As if in demonstration, my phone vibrates in my pocket and I pull it out, waggling it playfully at Caroline to try and combat the wisp of inexplicable sadness that has crept into her eyes.
“Here, I’ll practice,” I tease her, and try not to let my smile falter when I see that it’s Elena. Talk about irony. “Hi,” I answer, pinching the phone against my shoulder so I can go back to the pile of socks, which doesn’t seem to be shrinking at all. Why can’t everyone just wear the same damn kind? It’s not like there’s that much variety in feet. “What’s up?”
“We’ve got a problem,” Elena says flatly.
Caroline glances at me and starts hurriedly pulling piles of clothes together, dumping the rest of the socks into a bag to take back to the hotel.
I frown and move quickly around the row of washers, scanning the street outside the front window of the laundromat for anything out of the ordinary.
“What kind of problem?”
“Katherine’s gone; Matt said she made another pass at him. He turned her down, of course, and he left for a few minutes to kind of give her some privacy to shower and get ready for bed. When he came back all her stuff was missing and so was she. She took her phone, but she’s not answering it.”

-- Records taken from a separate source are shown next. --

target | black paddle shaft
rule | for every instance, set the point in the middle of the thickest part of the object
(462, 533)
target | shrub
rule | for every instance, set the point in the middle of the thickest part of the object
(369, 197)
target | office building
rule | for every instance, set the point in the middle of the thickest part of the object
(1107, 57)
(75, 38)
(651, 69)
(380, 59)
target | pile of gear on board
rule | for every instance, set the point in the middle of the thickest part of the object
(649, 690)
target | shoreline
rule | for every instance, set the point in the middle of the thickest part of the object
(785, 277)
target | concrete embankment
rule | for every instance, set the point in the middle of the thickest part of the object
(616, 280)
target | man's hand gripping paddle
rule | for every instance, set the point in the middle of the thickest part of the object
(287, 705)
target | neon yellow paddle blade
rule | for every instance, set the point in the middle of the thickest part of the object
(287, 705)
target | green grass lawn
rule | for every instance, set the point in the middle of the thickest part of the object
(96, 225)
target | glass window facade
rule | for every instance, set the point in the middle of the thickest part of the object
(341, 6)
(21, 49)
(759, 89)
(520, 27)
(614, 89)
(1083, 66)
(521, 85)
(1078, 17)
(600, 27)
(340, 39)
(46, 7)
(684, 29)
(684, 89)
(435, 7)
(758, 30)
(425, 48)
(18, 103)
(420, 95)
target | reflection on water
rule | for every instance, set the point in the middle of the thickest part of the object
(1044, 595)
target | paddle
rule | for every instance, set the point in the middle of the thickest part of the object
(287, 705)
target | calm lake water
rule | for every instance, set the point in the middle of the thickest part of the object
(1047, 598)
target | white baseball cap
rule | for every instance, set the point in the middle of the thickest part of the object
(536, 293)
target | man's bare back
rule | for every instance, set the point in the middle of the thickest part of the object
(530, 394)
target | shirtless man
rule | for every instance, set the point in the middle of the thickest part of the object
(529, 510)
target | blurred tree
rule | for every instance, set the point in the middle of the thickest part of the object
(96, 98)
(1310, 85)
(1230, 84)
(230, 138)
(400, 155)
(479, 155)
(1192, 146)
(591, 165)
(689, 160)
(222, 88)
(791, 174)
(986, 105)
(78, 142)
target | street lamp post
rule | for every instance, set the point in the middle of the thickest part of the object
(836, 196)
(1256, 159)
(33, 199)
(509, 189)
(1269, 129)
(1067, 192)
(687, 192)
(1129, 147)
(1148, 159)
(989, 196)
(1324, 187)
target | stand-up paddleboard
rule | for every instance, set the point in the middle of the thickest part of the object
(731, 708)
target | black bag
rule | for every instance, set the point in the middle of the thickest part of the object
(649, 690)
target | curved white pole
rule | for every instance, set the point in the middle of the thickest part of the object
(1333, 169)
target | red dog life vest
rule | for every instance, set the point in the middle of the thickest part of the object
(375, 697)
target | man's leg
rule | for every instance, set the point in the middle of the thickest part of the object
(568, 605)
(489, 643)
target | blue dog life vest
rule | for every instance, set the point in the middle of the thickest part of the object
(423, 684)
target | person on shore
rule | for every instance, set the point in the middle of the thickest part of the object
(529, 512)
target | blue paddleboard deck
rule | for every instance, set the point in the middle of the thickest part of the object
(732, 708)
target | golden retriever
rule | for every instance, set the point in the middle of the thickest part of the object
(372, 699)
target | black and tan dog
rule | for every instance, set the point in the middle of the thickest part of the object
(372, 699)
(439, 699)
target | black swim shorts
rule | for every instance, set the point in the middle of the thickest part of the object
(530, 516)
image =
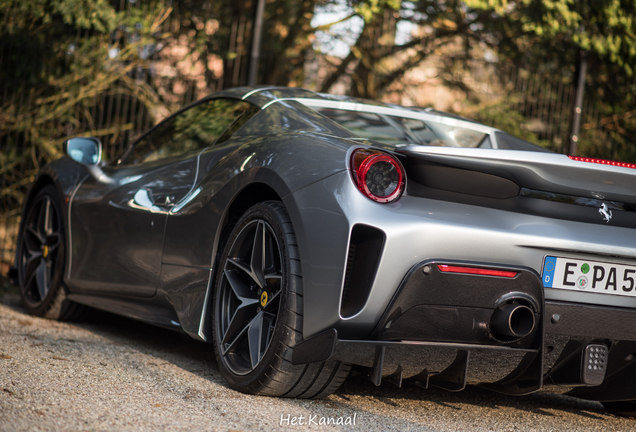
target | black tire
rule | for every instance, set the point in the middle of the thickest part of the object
(254, 332)
(621, 408)
(42, 257)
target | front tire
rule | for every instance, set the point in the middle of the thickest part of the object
(258, 306)
(41, 259)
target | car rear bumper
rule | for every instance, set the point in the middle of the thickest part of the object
(440, 330)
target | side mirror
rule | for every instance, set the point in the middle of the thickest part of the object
(86, 151)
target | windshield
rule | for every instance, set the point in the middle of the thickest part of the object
(395, 130)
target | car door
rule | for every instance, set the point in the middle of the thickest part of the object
(118, 220)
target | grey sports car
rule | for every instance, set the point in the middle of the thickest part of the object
(306, 235)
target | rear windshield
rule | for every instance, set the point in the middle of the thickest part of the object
(396, 130)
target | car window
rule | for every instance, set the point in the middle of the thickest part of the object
(193, 129)
(506, 141)
(395, 129)
(365, 125)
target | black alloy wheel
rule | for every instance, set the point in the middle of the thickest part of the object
(249, 297)
(258, 311)
(41, 258)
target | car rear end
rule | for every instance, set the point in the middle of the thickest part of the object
(510, 269)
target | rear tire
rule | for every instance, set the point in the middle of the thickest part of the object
(258, 307)
(41, 259)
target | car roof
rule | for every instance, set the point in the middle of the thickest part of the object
(263, 96)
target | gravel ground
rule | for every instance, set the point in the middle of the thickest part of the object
(111, 373)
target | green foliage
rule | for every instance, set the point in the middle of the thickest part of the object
(502, 115)
(60, 59)
(606, 28)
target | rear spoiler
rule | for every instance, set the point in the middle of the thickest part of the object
(549, 172)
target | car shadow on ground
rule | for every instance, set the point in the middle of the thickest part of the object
(198, 358)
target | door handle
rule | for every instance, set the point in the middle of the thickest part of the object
(143, 201)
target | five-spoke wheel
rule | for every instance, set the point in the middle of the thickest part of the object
(41, 258)
(249, 297)
(258, 310)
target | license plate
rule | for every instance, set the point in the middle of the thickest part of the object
(589, 276)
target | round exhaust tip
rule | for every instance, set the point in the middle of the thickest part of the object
(512, 321)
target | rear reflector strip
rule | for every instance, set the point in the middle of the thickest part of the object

Cars are passing on the street outside, but no one is paying any attention to us. I rub my eyes, sighing.
“I should have seen this coming. If there’s one thing Katherine hates, it’s being rejected and no one wanted to share a room with her, and Matt blowing her off and I…” I trail off, wishing I would have left that part out.
“Wait, she was hitting on you, too?” Elena says, sounding more angry than she has a right to be.
And even though I can’t stand Katherine, irritation pings through me at Elena’s reaction. “She’s all alone, Elena. She’s human now and she’s looking at a really short life to live and how so far, she’s spending it all by herself. No wonder she’s freaking out. But she’s Katherine, so she’s coping the only way she knows how: by seducing people.”
“Yeah, well, she’s hanging out with the wrong crowd if she’s looking for a lover,” Elena says. “She’s screwed all of us over too many times. I should have known that just because she helped us once that didn’t mean anything would change. But I just don’t understand why she would take off now, when we’re just trying to protect her from the Augustines?”